De invloed van de evolutieleer was niet alleen zichtbaar in het functionalisme, maar ook op een ander gebied van de psychologie. Uit het idee dat de mens uit de dier ontwikkeld zou zijn, ontstond de vergelijkende/dier-psychologie. Tegen het einde van de 19e eeuw begonnen honden, katten, kippen en ratten de psychologische labaratoria te bevolken. Thorndicke liet dieren los op een ‘puzzlebox’. Ze moesten aan een touwtje trekken om bij het voedsel te komen. Dieren bleken niet te denken en te redeneren, maar volgens trial-and-arror te leren. Dit proces verloopt automatisch.
Het idee over reflexen veranderd. Reflexen vinden plaats in een hoger niveau van de cortex dan gedacht werd, en kun je ook aanleren. Het idee is dat gedrag ontstaat op basis van reflexen, en dus ook aanleerbaar is.
Rond dezelfde tijd deed Pavlov onderzoek naar de speekselreflex bij honden. Hij kwam erachter dat de honden al begonnen te kwijlen (respons), als hij alleen maar aan kwam lopen met bakjes eten (stimulus). Hij bedacht dat hij de stimulus kon veranderen in allerlei andere stimuli, en dat dat nog steeds dezelfde respons zou opleveren. Dus, als hij altijd eerst een bel zou luiden, en direct daarna het voedsel gaf, zouden de honden op een gegeven moment alleen al bij het geluid van de bel beginnen te kwijlen.

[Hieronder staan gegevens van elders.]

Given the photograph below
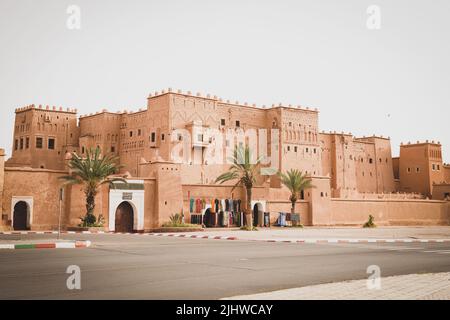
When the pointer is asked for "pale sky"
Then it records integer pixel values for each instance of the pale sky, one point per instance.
(394, 81)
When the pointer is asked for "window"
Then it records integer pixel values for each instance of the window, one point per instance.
(51, 144)
(39, 143)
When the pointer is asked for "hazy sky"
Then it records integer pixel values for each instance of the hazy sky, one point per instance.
(394, 81)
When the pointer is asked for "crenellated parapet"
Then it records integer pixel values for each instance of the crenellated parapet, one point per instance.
(46, 108)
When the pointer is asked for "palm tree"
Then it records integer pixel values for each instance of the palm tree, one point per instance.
(93, 171)
(246, 173)
(296, 182)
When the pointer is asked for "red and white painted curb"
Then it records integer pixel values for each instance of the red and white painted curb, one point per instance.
(213, 237)
(313, 241)
(50, 245)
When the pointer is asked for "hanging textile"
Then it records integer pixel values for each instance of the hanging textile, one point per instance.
(216, 205)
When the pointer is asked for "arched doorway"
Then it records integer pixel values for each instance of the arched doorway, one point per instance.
(208, 218)
(20, 218)
(258, 215)
(124, 218)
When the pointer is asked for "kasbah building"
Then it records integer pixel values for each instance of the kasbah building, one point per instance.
(354, 177)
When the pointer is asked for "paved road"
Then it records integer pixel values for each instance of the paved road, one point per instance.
(142, 267)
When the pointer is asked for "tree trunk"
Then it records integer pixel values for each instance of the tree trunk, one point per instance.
(90, 219)
(90, 201)
(248, 213)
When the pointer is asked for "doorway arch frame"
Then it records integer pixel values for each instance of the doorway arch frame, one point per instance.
(30, 203)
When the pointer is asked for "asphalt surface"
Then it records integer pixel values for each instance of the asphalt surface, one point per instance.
(142, 267)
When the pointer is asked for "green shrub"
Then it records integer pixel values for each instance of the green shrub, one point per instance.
(91, 221)
(370, 223)
(247, 228)
(176, 221)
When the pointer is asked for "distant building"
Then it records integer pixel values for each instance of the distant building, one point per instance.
(354, 177)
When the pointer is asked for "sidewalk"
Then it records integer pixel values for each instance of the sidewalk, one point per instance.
(409, 287)
(43, 244)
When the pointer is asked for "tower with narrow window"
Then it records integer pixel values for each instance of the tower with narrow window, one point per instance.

Dit noem je een geconditioneerde reflex.
Watson (beinvloedt door het positivisme) introduceerde het behaviorisme. De psychologie moest volgens hem bestuderen wat zichbaar is: het gedrag. De methode om dit te onderzoeken is observatie. De behaviorist ziet het bewustzijn als een black box: dit kan niet geobserveerd worden en is daarom geen object van studie.
Volgens Watson zijner drie oorspronkelijke emotionele reacties: woede, liefde en angst. Angst in bepaalde situaties komt door gewoontevorming, dit is aangeleerd, geconditioneerd gedrag. Watson demonstreerde dit door een experiment: Little Albert. Albert was 9 maanden oud, en aan hem werden een hond, een konijn, een aap en maskers getoond. Hij gaf hier geen reactie op. Wel schrok hij erg als er met een harde klap een hamer op een stuk ijzer werd geslagen. Door dit harde geluid te combineren met de voorwerpen, werd Albert hier uiteindelijk bang voor.